Latest revision as of 10:00, 2 October 2024


ribozyme+RBS+MTA+stem-loop

contributed by Fudan iGEM 2024

Introduction

This composite part is composed of MTA coding sequence (CDS), wrapped by ribozyme-assisted polycistronic co-expression system (pRAP) sequences. By inserting BBa_K4765020 before CDS, the RNA of Twister ribozyme conduct self-cleaving in the mRNA[1]. To protect the mono-cistron mRNA from degradation, a stem-loop structure is placed at the 3' end of CDS[2]. In 2023, we extensively tested various stem-loops using BBa_K4765129. For parts we made this year, this strong protective stem-loop sequence was used.

As for the ribosome binding sequence (RBS) after the ribozyme and before the CDS, we used T7 RBS, from bacteriophage T7 gene 10[3]. It is an intermediate strength RBS according to our 2022 results, which allows us to change it to a weaker J6 RBS or a stronger B0 RBS if needed, enabling flexible protein expression levels between various ribozyme connected parts.

The Metallothioneins (MTA) are intracellular, low molecular, low molecular weight, cysteine-rich proteins. Ubiquitous in eukaryotes, MTA has unique structural characteristics to give potent metal-binding and redox capabilities[4].

Usage and Biology

The MTA can endowing E.coli with detoxifying capability.

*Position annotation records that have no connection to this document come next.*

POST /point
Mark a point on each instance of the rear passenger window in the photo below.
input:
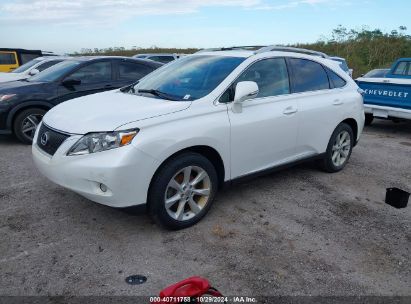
(335, 80)
(7, 58)
(271, 76)
(132, 71)
(308, 76)
(93, 73)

Get details in BBa_K5115050

Sequence and Features

Sequence and Features


Assembly Compatibility:
  • 10
    COMPATIBLE WITH RFC[10]
  • 12
    COMPATIBLE WITH RFC[12]
  • 21
    COMPATIBLE WITH RFC[21]
  • 23
    COMPATIBLE WITH RFC[23]
  • 25
    INCOMPATIBLE WITH RFC[25]
    Illegal NgoMIV site found at 198
  • 1000
    COMPATIBLE WITH RFC[1000]


References

  1. Eiler, D., Wang, J., & Steitz, T. A. (2014). Structural basis for the fast self-cleavage reaction catalyzed by the twister ribozyme. Proceedings of the National Academy of Sciences, 111(36), 13028–13033.
  2. Liu, Y., Wu, Z., Wu, D., Gao, N., & Lin, J. (2022). Reconstitution of Multi-Protein Complexes through Ribozyme-Assisted Polycistronic Co-Expression. ACS Synthetic Biology, 12(1), 136–143.
  3. The T7 phage gene 10 leader RNA, a ribosome-binding site that dramatically enhances the expression of foreign genes in Escherichia coli. Olins PO, Devine CS, Rangwala SH, Kavka KS. Gene, 1988 Dec 15;73(1):227-35.
  4. Coyle, P., Philcox, J. C., Carey, L. C., & Rofe, A. M. (2002). Metallothionein: The multipurpose protein. Cellular and Molecular Life Sciences: CMLS, 59(4), 627–647.